Todos os que vivem no litoral oceânico, mesmo nos mais tranquilos, sabem que, de uma hora pra outra, sem qualquer aviso dos astros ou da lua, vem um “ondão” que varre tudo pelo caminho. Aqui em Torres, distante das áreas de tsunami, nos conta Bento Barcelos, num de seus belos livros de contos, quimeras e ficções, um caso desses. Ele testemunhou. A maré entrou fundo no Mampituba e teria feito até vítimas. Mas a vida, como o mar, vem em ondas. Isso quando não vira mar mesmo. Lembram daquela velha canção que nos fala que o mar virou sertão e o sertão virou mar? Assim é tudo no mundo. Feito das várias temperaturas e movimentos do caos, aos quais os ditos normais se adaptam, virando planetas mansos e criaturas abençoadas e os doidos endoidecem ainda mais querendo arrumar a casa.
De repente, aqui no Brasil, em meio à pandemia, à crise econômica e pândegos investidos em funções públicas, e nas quais homens ponderados e engravatados pelo centrismo procuravam cavar um lugar ao sol nas eleições de 2022, um Ministro do Supremo anula os quatro processos de Lula na Lavajato, e outro Ministro, leva à consideração de seus pares, uma sentença definitiva sobre a República de Curitiba: A parcialidade do ex- Juiz Moro nos processos contra o PT e contra Lula, aproveitando-se do feito para virar Ministro da Justiça do concorrente beneficiado por suas decisões. Pronto! Caiu o mundo. Bolsonaro acusou e golpe e saiu em campo com seus baby- bolsos fazendo arminha com a vacina contra o COVID. E Mourão não vacilou: -“Se o povo quiser, Lula volta.” Com efeito, Lula viera à tona, na quarta virtuosa, como são todas as quartas, dia 10 e “falou à Nação” numa cadeia voluntária dos grandes veículos de Mídia.
Lula fez um pronunciamento histórico de excelente nível demonstrando amadurecimento e sabedoria. Mostrou-se como um protagonista internacional, como uma estadista da República e como um líder popular. Não fechou portas ao diálogo com adversários, empresários e outros parceiros da esquerda, marcando, sempre, a forte hegemonia do PT entre as forças progressistas desde 1989. Sem deixar de falar sobre temas gerais centrou sua atenção na pandemia aliando=se aos defensores das medidas preventivas do distanciamento e uso de máscara, como da urgência da vacinação.
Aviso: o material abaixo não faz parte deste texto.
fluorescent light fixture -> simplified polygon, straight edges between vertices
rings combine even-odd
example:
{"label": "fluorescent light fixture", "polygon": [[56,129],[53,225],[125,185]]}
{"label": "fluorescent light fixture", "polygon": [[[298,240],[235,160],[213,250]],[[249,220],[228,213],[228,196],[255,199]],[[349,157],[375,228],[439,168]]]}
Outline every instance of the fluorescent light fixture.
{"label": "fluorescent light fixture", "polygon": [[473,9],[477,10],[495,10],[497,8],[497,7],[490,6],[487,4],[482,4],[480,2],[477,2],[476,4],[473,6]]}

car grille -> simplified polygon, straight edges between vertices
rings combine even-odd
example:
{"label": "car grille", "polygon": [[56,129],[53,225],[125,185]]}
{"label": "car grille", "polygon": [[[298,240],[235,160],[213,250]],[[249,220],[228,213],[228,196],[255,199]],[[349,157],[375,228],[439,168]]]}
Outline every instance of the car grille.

Minha única ressalva seria no tocante aos desafios energéticos diante da crise dos combustíveis fósseis e meio ambiente em geral.
Além das repercussões no Governo, a dicção do Ex presidente repercutiu entre políticos e empresários. O Presidente da Câmara, Artur Lira, já se havia manifestado logo depois da anulação do processo contra Lula na Lavajato: “ Lula ainda tem perdão. Moro não!” Explica-se: A lavajato nunca foi popular no Congresso…Para não se comprometer tanto poderia ter usado uma máxima mais neutra: “ Mais vale um criminoso solto do que um inocente preso”. Já entre os empresários, mesmo admitindo preocupação com o VOLTA LULA! destacou-se a posição de Luiz Stuhberger, criador da Verde Asset um dos maiores fundos de investimento no país, amplamente divulgada, acalmando os espíritos mais espinhados ao dizer preocupados com o “risco – Lula”. Justifica ele: Não há perigo. Se e o Ibovespa for para os 50 mil pontos estará desenhada uma “oportunidade de compra”; caso Lula vença o pleito, o Congresso não iria se curvar a ele como fez em 2003 e a revogação das reformas de Michel Temer aprovadas pelo Congresso seriam mais difíceis; “Caso Lula reverta as reformas, haverá uma espiral inflacionária, uma deterioração das expectativas econômicas e uma maior tensão da população, podendo culminar no impeachment, que é tudo o que Lula não quer”. Ou seja, Lula, para ele temerá mudanças radicais.
A verdade é que estamos entrando no outono. As manhãs frescas já recomendam trocar as roupas do armário e ir trocando o chopp pelo vinho. E os novos ventos – sempre o Rodeio dos Ventos, lembrando Barbosa Lessa que nos deixou justo no dia em que escrevo esta coluna, a 11 de março de 2002 – trazem novidades à conjuntura. A esquerda exulta, o centro se preocupa e a direita, enfim, se exaspera. O povo? Ora o povo está onde sempre esteve. Enquanto sobrevivente, com medo e esperança diante da realidade. Se o medo prevalecer, vota na direita. Se a esperança se disseminar, o contamina, e vota no Lula. Voto é afeto. Assim é o mar, assim é a vida. Viver é difícil e perigoso porque tudo muda. Difícil parar em pé e ver a tal de verdade, sempre reduzida a certezas incertas. Haja coração!